Classic Film: Belleville Rendez-Vous
Director: Sylvain Chomet
Starring: Beatrice Bonifassi (Voice)
Runtime: 80 mins
Rating: * * * * *
Belleville Rendez-Vous is a cartoon from writer/director Sylvain Chomet and animation team Les Armateurs, telling the story of Parisian grandmother Madame Souza, her lonely grandson, Champion, and their morbidly obese Bassett hound, Bruno. The film is almost completely dialogue-free, relying instead on the eloquence of its imagery.
After her grandson Champion is kidnapped by a wine-guzzling mafia boss and his rectangular cronies during the Tour de France, Mme Souza sets out across the Atlantic to launch a daring rescue, with the help of an old vaudeville music act, the Triplets of Belleville. Before she can initiate one of the most memorable chase scenes in cinema, the diminutive Mme Souza must overcome the excesses of America – a banner reading “in vino veritas” characterises the over-grown Big Apple setting – and the underground betting ring behind her grandson’s kidnapping.

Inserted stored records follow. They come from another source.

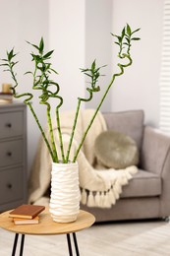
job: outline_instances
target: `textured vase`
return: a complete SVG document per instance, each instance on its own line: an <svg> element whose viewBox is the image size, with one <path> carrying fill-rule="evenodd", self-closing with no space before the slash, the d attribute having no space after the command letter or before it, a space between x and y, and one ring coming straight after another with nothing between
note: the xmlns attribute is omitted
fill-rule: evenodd
<svg viewBox="0 0 170 256"><path fill-rule="evenodd" d="M80 212L77 162L52 162L49 212L57 223L72 223L77 220Z"/></svg>

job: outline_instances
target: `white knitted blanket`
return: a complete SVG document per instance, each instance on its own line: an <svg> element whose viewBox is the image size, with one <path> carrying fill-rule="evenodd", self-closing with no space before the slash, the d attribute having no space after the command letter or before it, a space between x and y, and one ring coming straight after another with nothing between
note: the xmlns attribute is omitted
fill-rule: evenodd
<svg viewBox="0 0 170 256"><path fill-rule="evenodd" d="M72 145L71 160L93 112L94 110L92 109L85 109L80 112L75 140ZM68 147L74 114L73 111L61 114L61 128L65 151ZM59 145L57 143L58 135L55 120L53 127L56 145ZM136 166L130 166L121 170L105 169L100 166L100 169L98 169L93 145L96 137L104 130L106 130L106 124L102 114L99 112L77 159L82 193L81 201L88 207L110 208L119 199L122 186L128 184L133 174L138 171ZM49 137L47 133L46 135ZM45 194L50 186L50 173L51 159L45 143L40 139L29 177L29 203L47 204L49 202L49 198L46 198Z"/></svg>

Fortunately, it is not absolutely necessary to understand the fanciful machinations of plot to appreciate the flamboyant brilliance of the film’s animation, artwork, and score (written by Benoît Charest) – the music scenes with the triplets exhibit a light-handed and constantly surprising kind of manic creativity, and Mme Souza and her dog are two hugely empathetic and touching heroes. They are marvellous underdogs, and following them in their fight against a physically bigger adversary is genuinely affecting.
The film embraces a refreshingly unorthodox storytelling ethic, and none of the subtlety of narrative is lost by its dialogue-free script, allowing the imaginative strength of the artwork carry a hugely satisfying film that challenges the raft of interchangable computer-animated movies regularly on release.